Les années 90 ont eu quelques côtés épatants, il faut bien l'admettre. Imaginer qu'un DA de chez Atlantic s'est dit que sortir un album de Daniel Johnston (Fun) produit par un membre junkie de Butthole Surfers était une bonne idée d'un point de vue commercial laisse songeur (ce fut évidemment une catastrophe industrielle). Penser que quelques années plus tôt, une équipe de chez Geffen records a reçu les Geto Boys dans un grand bureau pour leur annoncer qu'ils ne distribueraient pas leur prochain album nous fait dire que par le passé les majors du disques étaient soient carrément couillues, soit totalement défoncées (probablement les deux).

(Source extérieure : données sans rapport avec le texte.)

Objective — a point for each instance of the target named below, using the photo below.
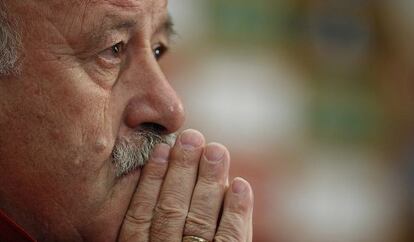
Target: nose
(154, 103)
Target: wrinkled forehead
(149, 6)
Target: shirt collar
(11, 231)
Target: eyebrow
(115, 23)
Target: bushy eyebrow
(113, 23)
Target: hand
(185, 196)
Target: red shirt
(11, 231)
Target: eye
(113, 54)
(159, 50)
(117, 49)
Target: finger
(177, 189)
(208, 194)
(138, 218)
(238, 207)
(250, 230)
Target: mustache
(134, 151)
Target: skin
(60, 117)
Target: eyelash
(159, 50)
(112, 55)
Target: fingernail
(238, 186)
(161, 152)
(191, 139)
(214, 152)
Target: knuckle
(135, 219)
(228, 236)
(164, 212)
(197, 224)
(155, 172)
(187, 158)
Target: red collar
(11, 231)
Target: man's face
(90, 77)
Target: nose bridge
(153, 99)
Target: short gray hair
(10, 42)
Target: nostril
(154, 127)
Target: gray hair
(10, 42)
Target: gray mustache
(132, 152)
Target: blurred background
(315, 100)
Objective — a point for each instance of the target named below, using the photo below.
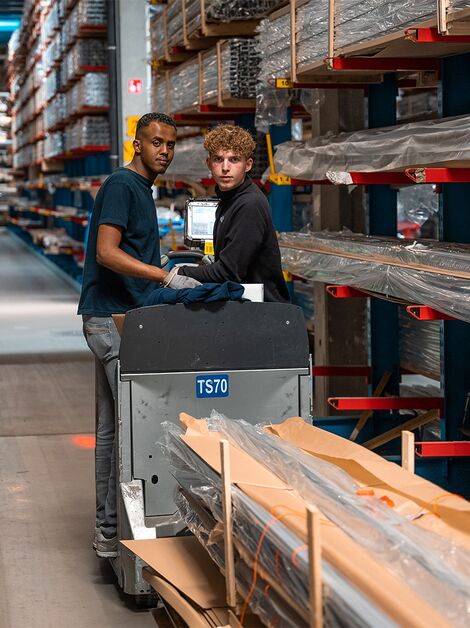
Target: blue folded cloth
(205, 293)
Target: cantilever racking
(383, 65)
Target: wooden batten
(220, 98)
(331, 28)
(293, 40)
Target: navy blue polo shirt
(124, 199)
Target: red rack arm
(345, 292)
(432, 35)
(386, 64)
(426, 313)
(443, 449)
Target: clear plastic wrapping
(312, 33)
(189, 160)
(193, 15)
(389, 148)
(157, 35)
(274, 47)
(174, 23)
(88, 131)
(184, 82)
(91, 92)
(361, 21)
(367, 264)
(426, 561)
(240, 68)
(86, 54)
(159, 93)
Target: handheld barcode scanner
(199, 223)
(194, 358)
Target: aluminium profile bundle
(424, 560)
(344, 604)
(427, 273)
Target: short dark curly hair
(230, 137)
(148, 118)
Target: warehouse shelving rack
(444, 53)
(65, 201)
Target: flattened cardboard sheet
(185, 564)
(372, 470)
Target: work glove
(178, 282)
(208, 259)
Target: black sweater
(245, 244)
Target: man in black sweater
(245, 244)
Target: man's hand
(178, 282)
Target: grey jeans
(103, 339)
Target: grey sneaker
(105, 548)
(95, 538)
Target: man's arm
(109, 254)
(244, 238)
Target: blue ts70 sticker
(212, 386)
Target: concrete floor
(49, 574)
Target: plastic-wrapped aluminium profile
(419, 273)
(420, 345)
(274, 44)
(160, 92)
(431, 142)
(189, 160)
(356, 22)
(282, 559)
(157, 35)
(174, 24)
(209, 75)
(184, 86)
(424, 560)
(239, 67)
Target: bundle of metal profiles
(390, 148)
(436, 274)
(271, 544)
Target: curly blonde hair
(230, 137)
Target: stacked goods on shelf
(274, 46)
(160, 92)
(225, 19)
(189, 160)
(420, 346)
(433, 142)
(174, 26)
(157, 37)
(239, 62)
(432, 273)
(184, 86)
(57, 79)
(229, 73)
(357, 524)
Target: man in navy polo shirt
(122, 267)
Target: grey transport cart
(247, 360)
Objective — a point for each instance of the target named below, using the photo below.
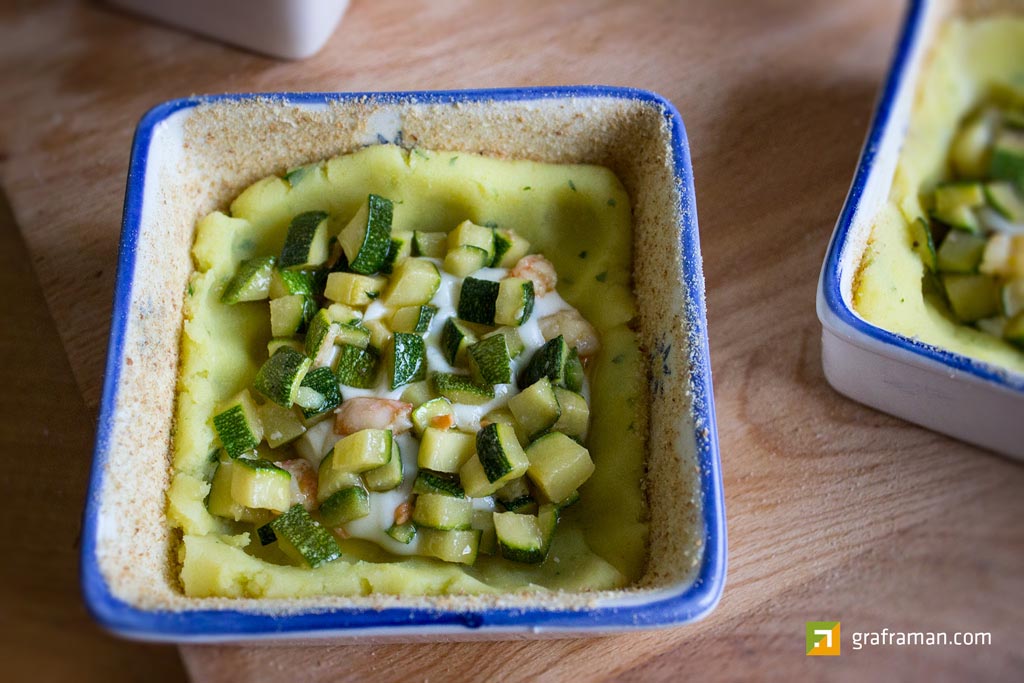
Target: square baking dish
(948, 392)
(181, 168)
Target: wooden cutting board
(836, 511)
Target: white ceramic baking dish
(948, 392)
(287, 29)
(184, 163)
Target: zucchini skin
(377, 237)
(299, 243)
(477, 300)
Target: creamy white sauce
(321, 438)
(383, 504)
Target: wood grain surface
(835, 511)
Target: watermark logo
(822, 639)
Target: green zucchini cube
(406, 359)
(279, 379)
(238, 424)
(367, 238)
(477, 300)
(501, 456)
(303, 540)
(258, 483)
(306, 243)
(251, 282)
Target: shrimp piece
(304, 481)
(537, 269)
(403, 513)
(574, 329)
(368, 413)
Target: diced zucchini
(288, 283)
(574, 417)
(432, 482)
(1014, 332)
(465, 260)
(402, 532)
(512, 340)
(265, 535)
(344, 314)
(461, 389)
(468, 233)
(961, 252)
(456, 339)
(972, 297)
(524, 505)
(258, 483)
(352, 289)
(331, 480)
(970, 152)
(1008, 157)
(303, 540)
(322, 381)
(477, 300)
(500, 454)
(921, 233)
(353, 334)
(417, 393)
(454, 546)
(525, 538)
(954, 204)
(504, 416)
(251, 281)
(357, 367)
(380, 335)
(1006, 199)
(489, 361)
(280, 424)
(1012, 297)
(536, 408)
(429, 245)
(406, 359)
(305, 246)
(344, 506)
(290, 314)
(367, 238)
(571, 500)
(509, 248)
(238, 424)
(366, 450)
(387, 476)
(444, 450)
(558, 465)
(550, 360)
(220, 502)
(484, 521)
(475, 481)
(414, 318)
(290, 342)
(415, 282)
(436, 413)
(444, 512)
(515, 301)
(399, 249)
(321, 339)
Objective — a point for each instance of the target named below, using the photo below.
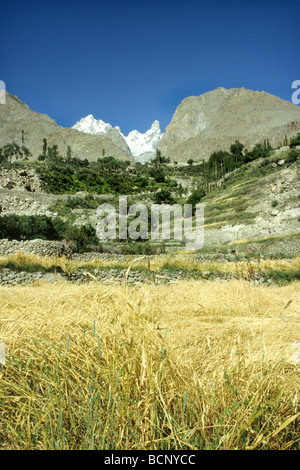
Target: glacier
(142, 146)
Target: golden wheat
(186, 366)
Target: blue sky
(131, 62)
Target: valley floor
(199, 364)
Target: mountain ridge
(214, 120)
(142, 146)
(16, 116)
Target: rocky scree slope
(16, 116)
(214, 120)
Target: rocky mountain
(142, 146)
(16, 116)
(214, 120)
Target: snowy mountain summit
(142, 146)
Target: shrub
(292, 156)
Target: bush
(196, 197)
(20, 227)
(292, 156)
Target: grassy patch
(186, 367)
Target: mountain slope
(16, 116)
(214, 120)
(142, 146)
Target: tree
(69, 154)
(237, 149)
(45, 144)
(195, 197)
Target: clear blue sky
(131, 62)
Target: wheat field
(188, 365)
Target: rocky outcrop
(214, 120)
(16, 116)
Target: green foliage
(295, 140)
(196, 196)
(163, 197)
(20, 227)
(293, 156)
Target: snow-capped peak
(142, 146)
(90, 125)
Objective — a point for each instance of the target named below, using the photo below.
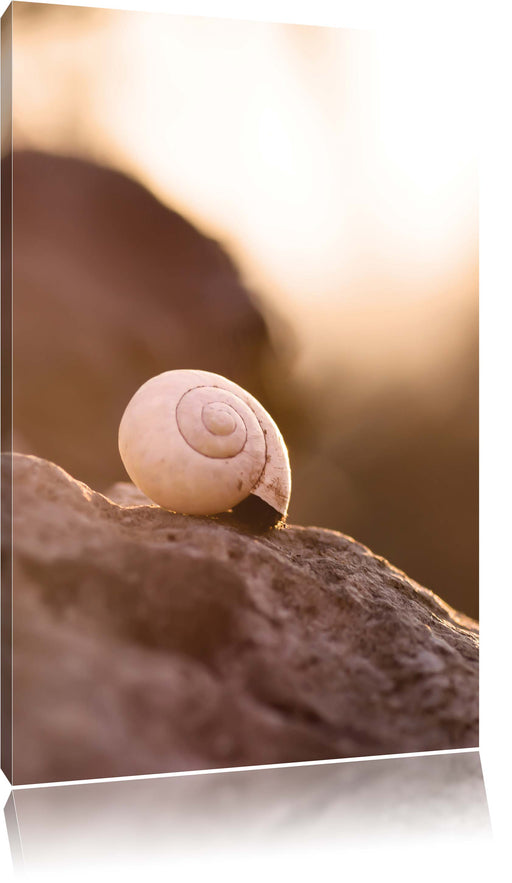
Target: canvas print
(239, 395)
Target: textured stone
(146, 641)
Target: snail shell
(195, 442)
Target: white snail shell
(195, 442)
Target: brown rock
(110, 288)
(146, 641)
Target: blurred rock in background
(325, 255)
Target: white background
(490, 24)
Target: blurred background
(294, 207)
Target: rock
(111, 288)
(146, 642)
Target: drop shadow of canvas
(296, 818)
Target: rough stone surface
(146, 641)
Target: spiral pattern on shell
(195, 442)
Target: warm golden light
(338, 166)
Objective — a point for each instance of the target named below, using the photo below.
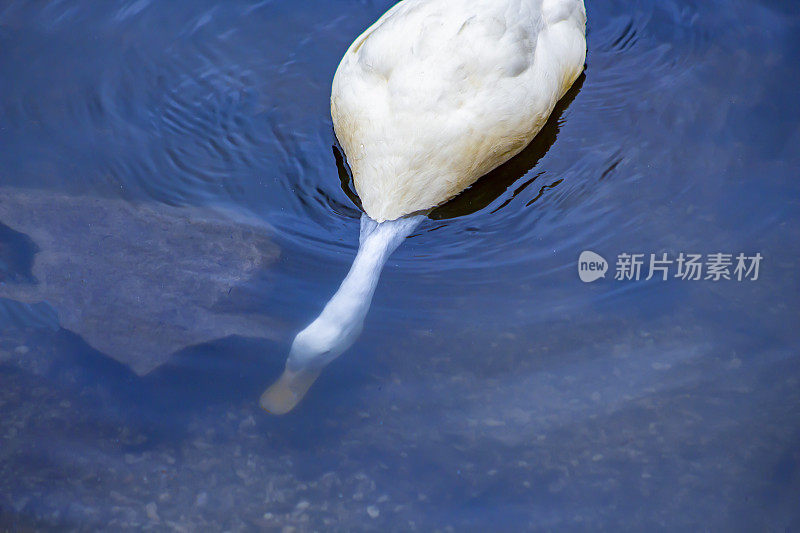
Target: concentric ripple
(212, 103)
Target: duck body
(430, 98)
(438, 93)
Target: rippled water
(491, 388)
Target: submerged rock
(137, 282)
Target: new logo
(591, 267)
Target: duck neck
(346, 310)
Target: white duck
(427, 100)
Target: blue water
(145, 147)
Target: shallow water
(491, 387)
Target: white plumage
(427, 100)
(437, 93)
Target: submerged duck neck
(342, 319)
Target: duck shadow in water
(493, 185)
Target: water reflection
(491, 389)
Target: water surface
(491, 387)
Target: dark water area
(174, 207)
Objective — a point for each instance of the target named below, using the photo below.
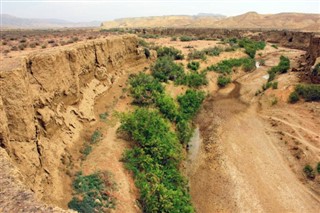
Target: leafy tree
(166, 69)
(144, 88)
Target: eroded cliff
(47, 98)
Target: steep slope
(252, 20)
(47, 99)
(9, 21)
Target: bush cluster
(154, 162)
(226, 66)
(251, 46)
(193, 65)
(187, 38)
(171, 52)
(144, 88)
(91, 193)
(166, 69)
(310, 92)
(223, 80)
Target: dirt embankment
(286, 38)
(313, 58)
(254, 149)
(47, 99)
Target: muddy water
(210, 184)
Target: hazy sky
(110, 9)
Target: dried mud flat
(252, 152)
(244, 165)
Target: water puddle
(194, 145)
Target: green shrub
(143, 43)
(194, 79)
(251, 46)
(184, 130)
(91, 194)
(223, 80)
(190, 103)
(166, 69)
(187, 38)
(308, 170)
(173, 38)
(147, 52)
(310, 92)
(154, 162)
(248, 65)
(193, 65)
(86, 150)
(267, 86)
(316, 70)
(196, 54)
(226, 66)
(171, 52)
(144, 88)
(293, 97)
(212, 51)
(96, 137)
(275, 85)
(167, 106)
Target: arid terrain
(250, 20)
(61, 113)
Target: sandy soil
(244, 166)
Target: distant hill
(8, 21)
(253, 20)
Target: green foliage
(309, 172)
(174, 38)
(187, 38)
(149, 36)
(184, 130)
(226, 66)
(166, 69)
(267, 86)
(223, 80)
(170, 52)
(190, 103)
(212, 51)
(167, 106)
(310, 92)
(194, 79)
(275, 85)
(86, 150)
(143, 43)
(144, 88)
(154, 162)
(90, 194)
(96, 136)
(193, 65)
(147, 52)
(103, 116)
(274, 101)
(251, 46)
(196, 54)
(316, 70)
(293, 97)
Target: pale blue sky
(110, 9)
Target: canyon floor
(252, 147)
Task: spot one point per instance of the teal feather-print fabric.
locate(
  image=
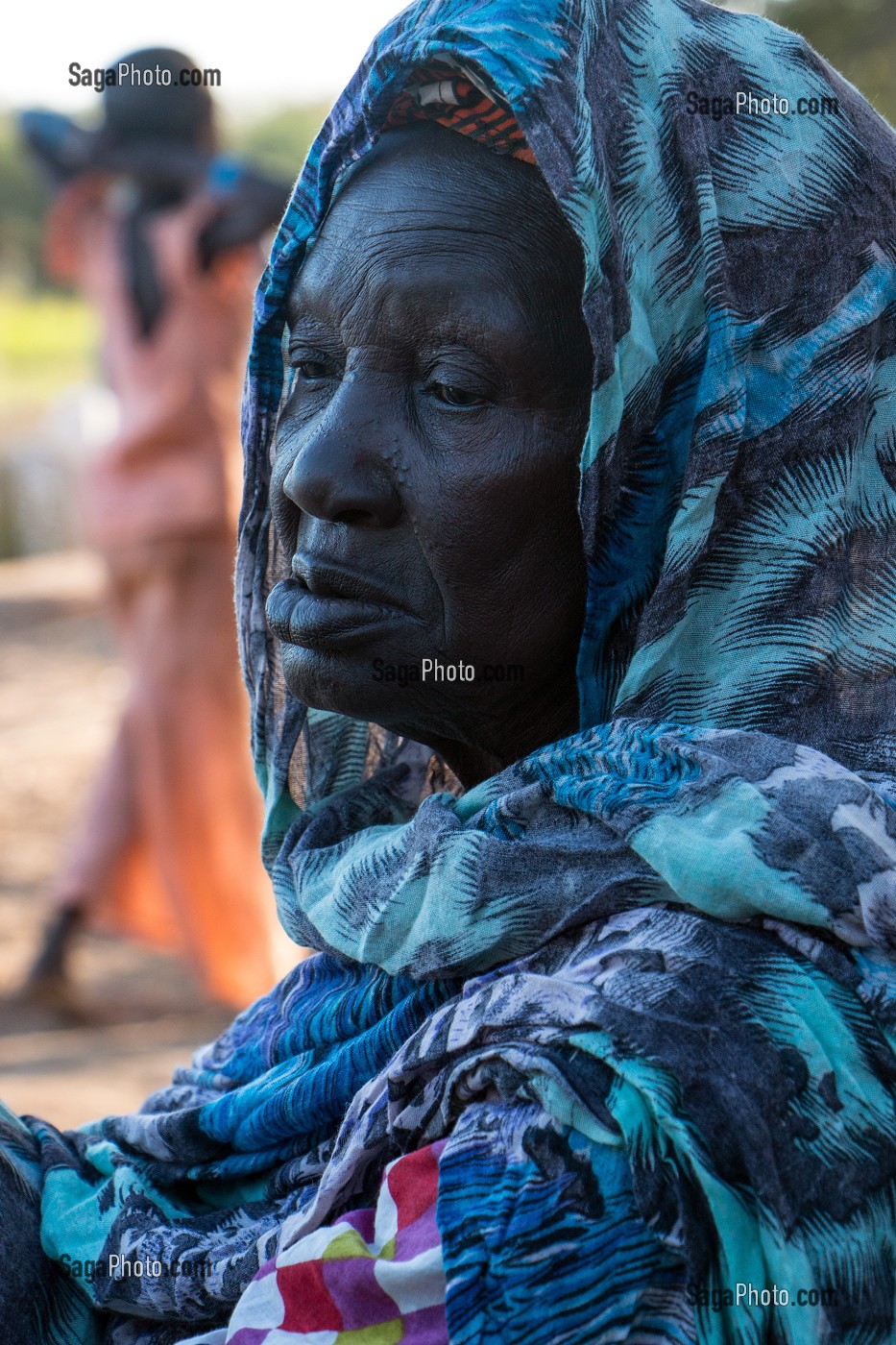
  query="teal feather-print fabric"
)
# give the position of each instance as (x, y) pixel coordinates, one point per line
(642, 982)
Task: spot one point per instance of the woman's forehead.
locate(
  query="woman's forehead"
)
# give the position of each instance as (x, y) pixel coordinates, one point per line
(432, 212)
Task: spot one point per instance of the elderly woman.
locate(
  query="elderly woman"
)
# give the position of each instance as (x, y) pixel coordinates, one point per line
(559, 380)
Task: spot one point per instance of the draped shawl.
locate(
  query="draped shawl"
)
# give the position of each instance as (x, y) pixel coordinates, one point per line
(641, 982)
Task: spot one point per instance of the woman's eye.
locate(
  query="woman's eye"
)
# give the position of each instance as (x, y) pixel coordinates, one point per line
(452, 396)
(312, 369)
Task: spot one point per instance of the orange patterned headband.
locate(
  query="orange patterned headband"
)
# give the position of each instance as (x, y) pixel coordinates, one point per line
(442, 93)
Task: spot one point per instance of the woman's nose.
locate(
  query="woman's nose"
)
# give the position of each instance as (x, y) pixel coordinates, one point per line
(342, 460)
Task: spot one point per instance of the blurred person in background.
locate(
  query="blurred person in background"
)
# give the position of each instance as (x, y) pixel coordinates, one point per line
(160, 232)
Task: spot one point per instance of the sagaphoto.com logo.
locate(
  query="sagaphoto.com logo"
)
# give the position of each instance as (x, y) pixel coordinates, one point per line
(143, 77)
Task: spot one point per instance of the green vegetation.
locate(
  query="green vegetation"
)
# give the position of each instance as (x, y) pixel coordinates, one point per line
(47, 340)
(858, 37)
(278, 143)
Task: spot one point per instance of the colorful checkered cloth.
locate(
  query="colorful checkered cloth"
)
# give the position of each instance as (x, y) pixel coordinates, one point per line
(440, 93)
(372, 1278)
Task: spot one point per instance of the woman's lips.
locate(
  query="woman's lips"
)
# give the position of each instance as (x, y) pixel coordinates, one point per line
(299, 616)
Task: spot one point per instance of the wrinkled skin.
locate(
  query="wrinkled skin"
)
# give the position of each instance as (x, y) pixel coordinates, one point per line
(426, 456)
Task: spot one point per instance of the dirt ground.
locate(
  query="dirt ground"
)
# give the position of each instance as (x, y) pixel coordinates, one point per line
(61, 688)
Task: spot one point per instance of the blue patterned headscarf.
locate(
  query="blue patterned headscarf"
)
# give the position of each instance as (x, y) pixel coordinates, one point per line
(642, 981)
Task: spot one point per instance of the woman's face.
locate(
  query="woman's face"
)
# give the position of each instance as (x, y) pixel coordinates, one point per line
(426, 456)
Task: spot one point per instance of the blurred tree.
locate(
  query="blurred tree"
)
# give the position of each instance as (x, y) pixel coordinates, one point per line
(280, 141)
(23, 199)
(858, 37)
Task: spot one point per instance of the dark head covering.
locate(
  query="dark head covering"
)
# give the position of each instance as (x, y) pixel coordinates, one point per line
(671, 932)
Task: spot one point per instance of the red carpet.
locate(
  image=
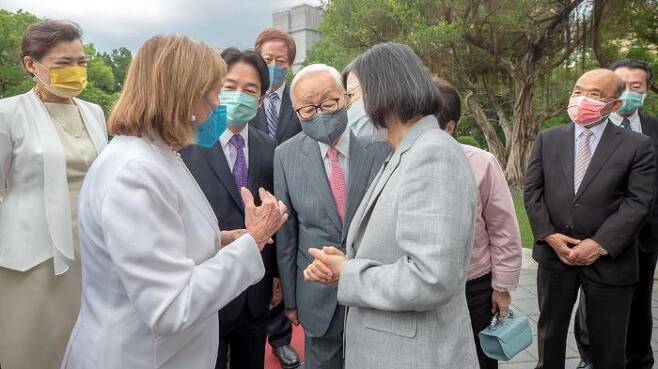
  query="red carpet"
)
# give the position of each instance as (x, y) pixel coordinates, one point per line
(271, 361)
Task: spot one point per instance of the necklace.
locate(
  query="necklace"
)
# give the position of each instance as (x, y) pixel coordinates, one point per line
(75, 135)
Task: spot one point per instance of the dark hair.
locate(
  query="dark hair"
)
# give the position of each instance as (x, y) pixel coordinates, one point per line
(39, 38)
(451, 109)
(395, 84)
(349, 68)
(232, 56)
(633, 64)
(273, 34)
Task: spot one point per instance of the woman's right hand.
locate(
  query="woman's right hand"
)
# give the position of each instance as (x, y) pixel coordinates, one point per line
(263, 221)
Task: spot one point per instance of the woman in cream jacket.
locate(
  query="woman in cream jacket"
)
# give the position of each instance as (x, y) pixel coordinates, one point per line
(48, 140)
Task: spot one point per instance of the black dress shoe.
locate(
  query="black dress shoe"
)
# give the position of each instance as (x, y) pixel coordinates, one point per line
(287, 356)
(584, 365)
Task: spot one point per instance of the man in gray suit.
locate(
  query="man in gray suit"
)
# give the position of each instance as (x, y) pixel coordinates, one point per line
(321, 174)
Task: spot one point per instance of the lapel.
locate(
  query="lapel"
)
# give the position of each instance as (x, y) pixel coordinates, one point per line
(219, 164)
(608, 143)
(190, 186)
(96, 133)
(385, 173)
(567, 154)
(284, 115)
(314, 170)
(254, 162)
(359, 168)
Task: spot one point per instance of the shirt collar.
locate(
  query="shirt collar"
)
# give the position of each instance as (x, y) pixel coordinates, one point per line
(279, 91)
(343, 145)
(226, 136)
(616, 118)
(597, 130)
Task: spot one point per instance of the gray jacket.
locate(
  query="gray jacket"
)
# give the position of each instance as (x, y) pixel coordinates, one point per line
(300, 181)
(409, 247)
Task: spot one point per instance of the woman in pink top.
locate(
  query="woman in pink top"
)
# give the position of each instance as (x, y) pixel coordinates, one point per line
(496, 256)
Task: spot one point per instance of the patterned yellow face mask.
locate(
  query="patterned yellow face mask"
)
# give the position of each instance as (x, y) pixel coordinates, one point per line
(65, 82)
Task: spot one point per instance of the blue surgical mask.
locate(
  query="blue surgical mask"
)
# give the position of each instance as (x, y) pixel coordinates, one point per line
(326, 127)
(208, 132)
(240, 107)
(632, 102)
(276, 74)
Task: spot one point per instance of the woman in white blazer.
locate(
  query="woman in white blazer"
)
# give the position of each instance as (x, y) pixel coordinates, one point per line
(156, 267)
(48, 140)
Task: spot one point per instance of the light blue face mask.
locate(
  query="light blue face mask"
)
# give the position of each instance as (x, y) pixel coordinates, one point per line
(208, 132)
(632, 102)
(276, 74)
(241, 108)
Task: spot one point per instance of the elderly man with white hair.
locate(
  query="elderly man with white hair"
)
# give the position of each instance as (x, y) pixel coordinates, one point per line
(321, 174)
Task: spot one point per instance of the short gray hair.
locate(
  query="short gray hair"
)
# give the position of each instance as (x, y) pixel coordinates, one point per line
(395, 83)
(315, 68)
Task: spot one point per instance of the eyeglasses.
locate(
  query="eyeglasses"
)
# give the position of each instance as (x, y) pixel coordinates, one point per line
(307, 112)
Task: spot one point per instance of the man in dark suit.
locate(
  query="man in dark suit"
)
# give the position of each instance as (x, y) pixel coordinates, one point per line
(242, 157)
(636, 76)
(589, 188)
(276, 118)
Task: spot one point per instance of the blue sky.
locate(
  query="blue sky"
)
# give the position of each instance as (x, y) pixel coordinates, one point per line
(110, 24)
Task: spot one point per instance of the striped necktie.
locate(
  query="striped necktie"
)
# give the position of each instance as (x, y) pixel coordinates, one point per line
(272, 112)
(582, 159)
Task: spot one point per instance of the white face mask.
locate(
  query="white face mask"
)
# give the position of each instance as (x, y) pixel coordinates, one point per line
(361, 125)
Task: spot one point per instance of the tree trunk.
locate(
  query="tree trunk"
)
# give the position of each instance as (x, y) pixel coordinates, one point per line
(496, 147)
(524, 129)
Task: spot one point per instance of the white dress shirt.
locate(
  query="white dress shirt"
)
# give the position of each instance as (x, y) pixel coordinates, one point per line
(343, 147)
(277, 104)
(597, 132)
(636, 125)
(230, 151)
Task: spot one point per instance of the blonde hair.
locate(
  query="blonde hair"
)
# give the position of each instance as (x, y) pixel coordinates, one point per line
(162, 87)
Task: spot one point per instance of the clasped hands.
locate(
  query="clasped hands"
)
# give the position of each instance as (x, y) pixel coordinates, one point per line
(572, 251)
(261, 222)
(326, 267)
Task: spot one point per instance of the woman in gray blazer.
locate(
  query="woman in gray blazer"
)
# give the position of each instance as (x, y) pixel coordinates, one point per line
(409, 242)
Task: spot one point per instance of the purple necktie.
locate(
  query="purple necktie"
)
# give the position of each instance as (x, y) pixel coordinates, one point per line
(240, 166)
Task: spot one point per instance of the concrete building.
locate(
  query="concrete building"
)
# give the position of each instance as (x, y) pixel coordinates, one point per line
(302, 22)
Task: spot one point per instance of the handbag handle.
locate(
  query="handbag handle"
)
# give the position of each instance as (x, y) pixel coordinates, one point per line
(496, 320)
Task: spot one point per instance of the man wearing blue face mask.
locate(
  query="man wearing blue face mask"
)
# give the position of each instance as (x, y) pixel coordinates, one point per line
(321, 174)
(242, 157)
(276, 118)
(636, 76)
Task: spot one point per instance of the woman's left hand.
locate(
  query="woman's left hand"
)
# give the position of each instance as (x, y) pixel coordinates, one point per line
(326, 267)
(230, 236)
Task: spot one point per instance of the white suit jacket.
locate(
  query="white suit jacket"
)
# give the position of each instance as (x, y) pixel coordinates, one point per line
(35, 218)
(153, 279)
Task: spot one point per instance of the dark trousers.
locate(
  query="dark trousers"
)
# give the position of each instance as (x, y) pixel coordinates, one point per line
(279, 329)
(478, 298)
(242, 344)
(608, 310)
(639, 354)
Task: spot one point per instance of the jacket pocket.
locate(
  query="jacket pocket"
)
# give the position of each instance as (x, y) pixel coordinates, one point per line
(402, 324)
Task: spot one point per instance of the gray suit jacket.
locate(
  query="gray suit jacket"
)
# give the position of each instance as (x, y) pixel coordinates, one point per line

Ce petit accident de business a donné naissance au troisième album du groupe de Houston le bien nommé We Can't Get Stopped. Le trio, alors en pleine possession de sa gouaille, est bien décidé à régler ses comptes avec un paquet de monde. Son ancien label donc mais aussi les politiciens qui voyaient dans le gangsta rap une jolie manière de passer pour des gardiens de la vertu de l'Amérique (quand on voit les sorties de piste de Trump aujourd'hui, cela laisse également songeur) et qui engageaient les potes du groupe dans la guerre du Golfe.  Fins sociologues, les trois s'attaquent aussi à la question de la guerre des sexes, sentant bien que côté rap game féminin quelque chose se trame. Paix et guerre à son paroxysme sur le classique "Punk Bitch Game", clin d'oeil au "Don't Call Me A Nigger, Whitey" de Sly And The Family Stone et qui concentre l'essence d'un morceau des Geto Boys: colère vocale, aridité musicale et funk sec comme un coup de trique (l'amour vache).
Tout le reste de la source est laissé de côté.